The other is to allow the CS designation and raise the fees to make the program self-sustaining. That would see certification fees rise, the subsidy would continue for another two years, and the program would again be reviewed.
When the law society revamped the program in 2002, it added new categories and undertook a membership blitz, the expectation was that it would achieve six per cent of the membership by 2004 and 10 per cent by the end of 2006. It was supposed to be self-funding by 2004 and turning a 10-per-cent profit by the end of 2006. It has failed miserably on both fronts.
The committee says there is little point in trying to “fix” the program, despite the fact that the Certified Specialists Board, which is responsible for overseeing and regulating the program, thinks it’s premature to terminate.
The Ontario Bar Association has also come out in favour of extending the program’s life and the benchers are mulling over what to do next.
So why has the profession largely ignored certification? One reason, according to a law society survey, is procrastination. An informal survey of members found that 100 per cent were aware of the program and 69 per cent had considered applying. However, 68 per cent cited procrastination and lack of time as stumbling blocks.
Saxe calls the process for obtaining labour certification “horrendous,” noting that it took many hours of his and his support staff’s time to complete. The report to Convocation notes that there is a lack of star appeal to the categories and the plan to have those who oversee the program achieve their designation hasn’t panned out as expected.
Paul Rabinovitch, a certified specialist in real estate law at Graham Wilson & Green in Barrie, says, “It would be better if the top people in each field did apply,” but it’s important not to ease the requirements and “water it down” to make it more attractive to achieve certification.
He says being certified has “merit” and would like to see it continue, though he says it doesn’t necessarily bring more business.
That seems to be part of the problem - a lack of awareness in the marketplace about certification. One survey respondent notes that it’s a “meaningless designation in the marketplace.”
That’s the rub. Spending $124,000 on promotion over five years isn’t much in a world where advertising lurks on every street corner. The CS designation is essentially a branding effort and that costs money. It’s also a bit of a Catch-22. Lawyers won’t join because they don’t see value or are too lazy and clients aren’t aware of the designation so they use any old lawyer.

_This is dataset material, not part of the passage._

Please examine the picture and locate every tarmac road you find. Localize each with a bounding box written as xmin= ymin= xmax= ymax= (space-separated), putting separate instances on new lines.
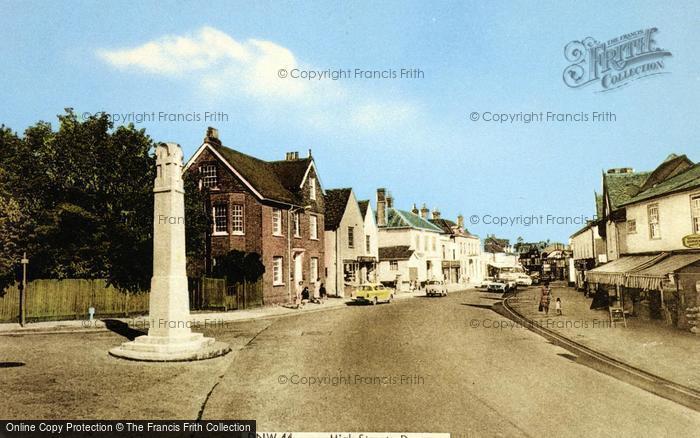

If the value proposition is built around the end user - the client - who then starts asking only for specialists, that will be an incentive. But you can’t build brand awareness among the public with a few ads in daily newspapers. It requires an ongoing commitment and brand building exercise, much in the same way that the accounting profession has been marketing the CGA and CA designations.
The specialist designation should continue and more effort should be spent on marketing it to the consumers. It might mean having to raise the fees to achieve certification, but should the regulator be targeting a 10-per-cent profit for oversight? No, it should break even at best.
It’s likely the legal education requirements that specialists must endure each year reduces the insurance risk, so the profession is better off by having more people enticed to seek certification.
Don’t scrap it - fix it by shifting the focus to consumers and marketing the hell out of it. Make it upper most in their minds, and lazy lawyers will flock to the opportunity.
Jim Middlemiss is editor of Canadian Lawyer magazine and co-author of Your Guide to Canadian Law.